See the scan at google books.
||"New Pocket Cyclopædia: or, Elements of Useful
Knowledge, Methodically Arranged, with Lists of Select Books On every
important Subject of Learning and Science; designed for the Higher
Classes in Schools, and for Young Persons in General. By John Millard,
Assistant-Librarian of the Surry Institution. Second Edition, with many
important additions and corrections. London: Printed for Sherwood, Neely,
and Jones, Paternoster Row. 1813."
The illuminator is a piece of solid
glass, of a circular or elliptical form at the base; but the circular form
is the most productive of light, and the strongest against accident: it
is convex on the side to be presented outwards, to receive and condense
the rays of light, and has a flat or plane surface on the inside of the
room or apartment which it is intended to light. It is, or approaches to
a segment of a sphere, or spheroid; it is, in fact a lens; both sides may,
in general, be left polished; but when the illuminator is to be placed in
a situation where any danger may be apprehended of its being acted upon
as a burning glass, one side, at least, should be ground or roughed.

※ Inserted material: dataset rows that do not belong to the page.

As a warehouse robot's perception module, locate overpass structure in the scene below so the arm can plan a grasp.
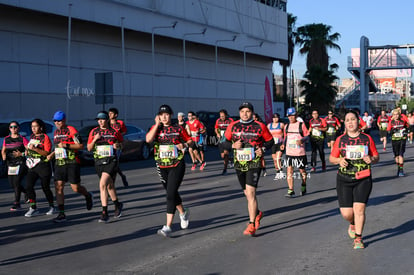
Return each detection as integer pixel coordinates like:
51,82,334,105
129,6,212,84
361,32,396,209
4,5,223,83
337,36,414,112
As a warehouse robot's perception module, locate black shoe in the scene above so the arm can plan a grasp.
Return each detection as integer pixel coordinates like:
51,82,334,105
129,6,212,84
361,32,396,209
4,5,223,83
53,212,66,223
121,174,129,187
114,202,124,218
98,212,109,223
85,192,93,210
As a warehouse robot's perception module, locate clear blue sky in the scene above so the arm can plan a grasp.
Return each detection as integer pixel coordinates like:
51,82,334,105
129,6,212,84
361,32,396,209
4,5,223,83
274,0,414,81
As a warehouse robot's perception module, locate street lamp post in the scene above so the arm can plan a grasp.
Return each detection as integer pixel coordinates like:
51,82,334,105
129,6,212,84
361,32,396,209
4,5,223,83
214,35,237,99
151,21,178,114
243,41,263,100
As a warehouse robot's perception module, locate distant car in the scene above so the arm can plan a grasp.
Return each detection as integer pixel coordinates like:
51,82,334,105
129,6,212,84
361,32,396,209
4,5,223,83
79,124,153,165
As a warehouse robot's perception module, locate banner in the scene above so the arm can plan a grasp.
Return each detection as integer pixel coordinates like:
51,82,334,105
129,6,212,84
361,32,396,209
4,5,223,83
264,76,273,124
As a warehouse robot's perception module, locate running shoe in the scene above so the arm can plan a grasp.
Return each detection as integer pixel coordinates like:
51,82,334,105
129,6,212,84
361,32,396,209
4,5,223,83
254,210,263,230
348,224,355,239
10,203,23,211
24,207,40,218
85,192,93,210
354,238,365,249
180,208,190,229
300,185,306,196
243,223,256,236
114,202,124,218
285,189,295,198
46,206,56,216
157,225,172,237
53,212,66,223
98,212,109,223
121,174,129,187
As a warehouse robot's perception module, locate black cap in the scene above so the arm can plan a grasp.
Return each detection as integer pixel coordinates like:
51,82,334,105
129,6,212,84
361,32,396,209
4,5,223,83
158,104,173,115
239,102,254,112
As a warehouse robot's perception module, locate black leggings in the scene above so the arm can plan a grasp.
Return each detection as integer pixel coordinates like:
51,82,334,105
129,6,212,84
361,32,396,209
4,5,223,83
311,138,325,167
157,160,185,214
8,165,27,203
26,161,53,205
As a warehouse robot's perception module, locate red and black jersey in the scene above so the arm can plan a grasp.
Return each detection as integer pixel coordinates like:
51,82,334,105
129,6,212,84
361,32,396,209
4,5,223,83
224,120,273,171
331,133,378,179
111,120,127,135
53,125,82,165
150,125,191,168
387,118,409,140
3,135,28,166
88,126,123,159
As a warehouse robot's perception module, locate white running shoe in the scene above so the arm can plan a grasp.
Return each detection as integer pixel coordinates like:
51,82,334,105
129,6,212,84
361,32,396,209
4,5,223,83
157,225,172,237
24,207,40,218
180,209,190,229
46,206,56,215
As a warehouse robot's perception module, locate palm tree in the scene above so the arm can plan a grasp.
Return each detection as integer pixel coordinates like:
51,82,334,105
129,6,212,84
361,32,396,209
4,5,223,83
279,13,297,110
299,64,338,114
296,23,341,70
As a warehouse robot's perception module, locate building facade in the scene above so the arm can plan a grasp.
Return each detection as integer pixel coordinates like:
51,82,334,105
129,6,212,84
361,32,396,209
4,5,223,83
0,0,287,128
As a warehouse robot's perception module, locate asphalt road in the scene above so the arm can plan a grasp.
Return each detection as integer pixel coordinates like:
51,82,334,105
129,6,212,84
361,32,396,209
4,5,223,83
0,133,414,274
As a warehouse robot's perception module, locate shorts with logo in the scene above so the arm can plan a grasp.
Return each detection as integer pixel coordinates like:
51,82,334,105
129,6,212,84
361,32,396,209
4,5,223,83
336,174,372,207
286,155,308,169
54,163,80,184
236,168,262,190
95,158,118,181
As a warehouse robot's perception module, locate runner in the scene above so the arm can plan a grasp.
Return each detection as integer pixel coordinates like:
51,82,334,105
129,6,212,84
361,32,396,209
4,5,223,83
146,105,193,237
362,111,374,135
186,111,206,171
47,111,93,223
329,111,379,249
25,119,56,217
387,109,408,177
377,110,391,151
267,113,285,180
325,111,341,152
87,111,123,223
214,109,233,176
224,102,274,236
407,112,414,144
309,110,328,172
1,121,28,211
108,108,129,187
280,107,309,198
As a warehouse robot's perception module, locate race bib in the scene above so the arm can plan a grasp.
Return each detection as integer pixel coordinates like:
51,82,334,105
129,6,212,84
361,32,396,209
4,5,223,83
236,147,255,161
7,165,20,176
312,128,322,137
96,145,114,157
159,145,178,159
55,148,68,159
26,158,40,169
288,139,300,149
346,145,368,159
27,139,40,147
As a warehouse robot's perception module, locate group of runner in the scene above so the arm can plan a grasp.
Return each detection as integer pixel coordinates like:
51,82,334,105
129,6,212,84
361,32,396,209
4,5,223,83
2,108,128,223
2,102,413,249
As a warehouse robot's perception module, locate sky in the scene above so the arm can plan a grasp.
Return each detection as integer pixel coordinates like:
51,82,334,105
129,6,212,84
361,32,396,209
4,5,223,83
273,0,414,81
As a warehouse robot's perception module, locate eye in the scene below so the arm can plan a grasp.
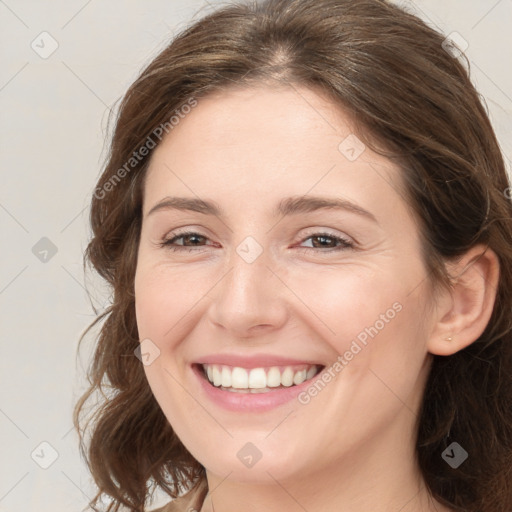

Its size is various according to the purpose, or situation, for which it
is designed, and its convexity is increased or diminished, according to
the size required. The ordinary dimensions are a base, of about five
inches in diameter, to one half-inch in height, from the centre of the
base; the illuminator is fixed in a square or circular frame, made of
wood or of metal, with glaziers' putty, or other cement.¹
¹The patent illuminators have been introduced, with
complete success, into private dwellings, instead of sky-lights; and
particularly, in the ceilings of cellars and under-ground offices.
Carriages have passed over these illuminators daily, without breaking
them, or producing any bad effect.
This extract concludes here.